Mendes e Araújo (2012) propõem que o pesquisador em clínica do trabalho deve voltar sua interpretação aos comentários do coletivo, preservando o indivíduo. A análise e as interpretações das situações de trabalho dadas pelos pesquisadores e trabalhadores asseguram a validade do material coletado à medida que participa um grupo de pesquisadores que confronta permanentemente o conteúdo das sessões entre si e com o próprio grupo de trabalhadores no momento da realização da pesquisa.

O clínico deve perceber o que é ocultado pelo coletivo em relação aos modos de engajamento no trabalho. Para isso precisa ter formação técnica, ética e afetiva. A percepção e a subjetividade do clínico irão influenciar no contato com os trabalhadores.

Não é a leitura da teoria e a reprodução dos passos metodológicos que garantem um fazer clínico. A prática da escuta e da interpretação, articulada com a teoria, oferece robustez ao papel do clínico na busca da mobilização subjetiva e do coletivo de trabalho (Mendes & Araújo, 2012).

As habilidades do profissional são fundamentais para a prática clínica. O clínico do trabalho deve observar as estratégias de defesa utilizadas pelos trabalhadores e desvelar o processo de realização do trabalho. O clínico ajuda o grupo a entender quais são os problemas e as condições de trabalho inadequadas que estão afetando o trabalhador e principalmente os efeitos psíquicos disso. Para isso, ele conta com sua formação, experiência e capacidade de suportar o imprevisível e identificar o não dito nas relações de trabalho (Mendes & Araújo, 2012).

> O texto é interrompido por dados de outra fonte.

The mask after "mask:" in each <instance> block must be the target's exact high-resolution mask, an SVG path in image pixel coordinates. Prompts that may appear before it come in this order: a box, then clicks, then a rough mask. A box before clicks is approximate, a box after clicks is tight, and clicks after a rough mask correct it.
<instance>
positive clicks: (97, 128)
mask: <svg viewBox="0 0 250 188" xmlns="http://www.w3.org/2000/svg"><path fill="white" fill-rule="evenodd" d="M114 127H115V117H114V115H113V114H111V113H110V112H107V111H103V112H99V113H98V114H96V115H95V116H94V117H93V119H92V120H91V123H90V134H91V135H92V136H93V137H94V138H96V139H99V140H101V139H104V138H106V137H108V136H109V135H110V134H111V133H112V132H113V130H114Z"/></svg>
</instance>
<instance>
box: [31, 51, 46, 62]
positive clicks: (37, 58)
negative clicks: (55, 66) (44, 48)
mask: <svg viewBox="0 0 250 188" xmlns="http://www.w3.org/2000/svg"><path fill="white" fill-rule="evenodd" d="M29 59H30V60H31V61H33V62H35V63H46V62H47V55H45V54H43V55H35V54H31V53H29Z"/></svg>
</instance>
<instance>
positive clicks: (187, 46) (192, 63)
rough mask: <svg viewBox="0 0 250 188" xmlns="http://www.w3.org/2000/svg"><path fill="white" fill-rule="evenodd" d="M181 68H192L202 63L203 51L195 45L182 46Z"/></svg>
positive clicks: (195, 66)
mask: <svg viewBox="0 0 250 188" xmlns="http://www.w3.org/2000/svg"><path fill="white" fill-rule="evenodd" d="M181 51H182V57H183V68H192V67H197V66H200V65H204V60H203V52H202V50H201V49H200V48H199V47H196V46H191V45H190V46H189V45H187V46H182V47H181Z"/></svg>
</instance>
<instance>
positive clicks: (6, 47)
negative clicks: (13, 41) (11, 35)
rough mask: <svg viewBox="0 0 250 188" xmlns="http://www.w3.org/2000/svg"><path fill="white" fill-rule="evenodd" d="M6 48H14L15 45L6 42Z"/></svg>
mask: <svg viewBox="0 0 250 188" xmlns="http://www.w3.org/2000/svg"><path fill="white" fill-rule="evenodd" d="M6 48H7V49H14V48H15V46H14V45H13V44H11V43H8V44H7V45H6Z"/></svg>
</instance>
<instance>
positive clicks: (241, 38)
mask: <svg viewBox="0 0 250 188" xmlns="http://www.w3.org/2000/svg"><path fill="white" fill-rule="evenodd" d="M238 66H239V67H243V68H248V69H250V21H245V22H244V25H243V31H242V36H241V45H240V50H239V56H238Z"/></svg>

Para exercitar essa prática clínica, o pesquisador deve ser ativo e desenvolver saberes sobre o trabalho e o sofrimento humano. O clínico deve usar a atenção flutuante, em consonância com o proposto pela psicanálise, para captar o movimento geral do grupo, as inter-relações, os silêncios, as falas, as resistências e os anseios. Deve auxiliar o trabalhador a tornar visível o invisível, descobrir o oculto e o desconhecido sobre suas relações com o contexto de trabalho, no momento em que lhe é permitido pensar, junto com o pesquisador, as suas experiências (Mendes, Araújo & Merlo, 2011).

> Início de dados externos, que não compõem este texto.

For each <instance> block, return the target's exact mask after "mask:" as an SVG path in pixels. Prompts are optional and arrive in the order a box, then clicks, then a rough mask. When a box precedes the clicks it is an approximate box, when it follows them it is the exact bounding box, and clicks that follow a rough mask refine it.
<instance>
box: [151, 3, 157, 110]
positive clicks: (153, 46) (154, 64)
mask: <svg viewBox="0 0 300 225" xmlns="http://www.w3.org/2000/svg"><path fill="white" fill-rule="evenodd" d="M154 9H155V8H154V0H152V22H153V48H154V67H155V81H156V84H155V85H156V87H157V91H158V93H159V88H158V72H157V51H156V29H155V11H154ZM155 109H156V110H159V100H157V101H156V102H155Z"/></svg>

De acordo com Dejours (2004b), o trabalho psíquico do pesquisador causa efeitos sobre o desenvolvimento dos comentários e da discussão com os trabalhadores, no decorrer da pesquisa. O clínico deve ser alguém que se torna disponível para ouvi o grupo, ter paciência, responsabilidade, comprometimento e estar atento à condução da discussão. Deve dar oportunidade para que todos falem sobre o trabalho. Deve ter interesse em conhecer o modo como os trabalhadores se empenham para dar conta de realizar o trabalho e ser capaz de analisar os recursos utilizados por eles para se manter trabalhando.

Para Molinier (2003), a psicodinâmica privilegia a intersubjetividade, o que envolve a mobilização da subjetividade do pesquisador ao ter acesso à subjetividade dos participantes. Para a autora, isso exige muito do pesquisador, que se não tiver experiência de trabalho e de ser receptivo às dimensões intersubjetivas, não conseguirá realizar a clínica do trabalho.

Segundo Mendes e Araújo (2012), a prática da escuta é indissociável da subjetividade do clínico. O profissional deve ser um aprendiz de si mesmo e dos seus afetos. A capacidade de se afetar e de afetar o outro cria espaço para a mobilização, para ressignificar o sofrimento e para agir sobre a organização do trabalho.

Deve ficar clara a independência do pesquisador para realizar a clínica, uma vez que podem ocorrer resultados que suscitem contradições com relação à gestão da organização do trabalho. Além disso, fazer a clínica implica um sofrimento frente ao real, o que requer condições profissionais e institucionais para a mobilização subjetiva do clínico. O clínico também deve ser um crítico social e desempenhar um papel político, pois é um trabalhador e faz parte de uma organização do trabalho que também pode ser marcada pela precarização, injustiças, opressão, dominação, ideologias produtivistas, gerando sofrimento patogênico (Mendes & Araújo, 2012).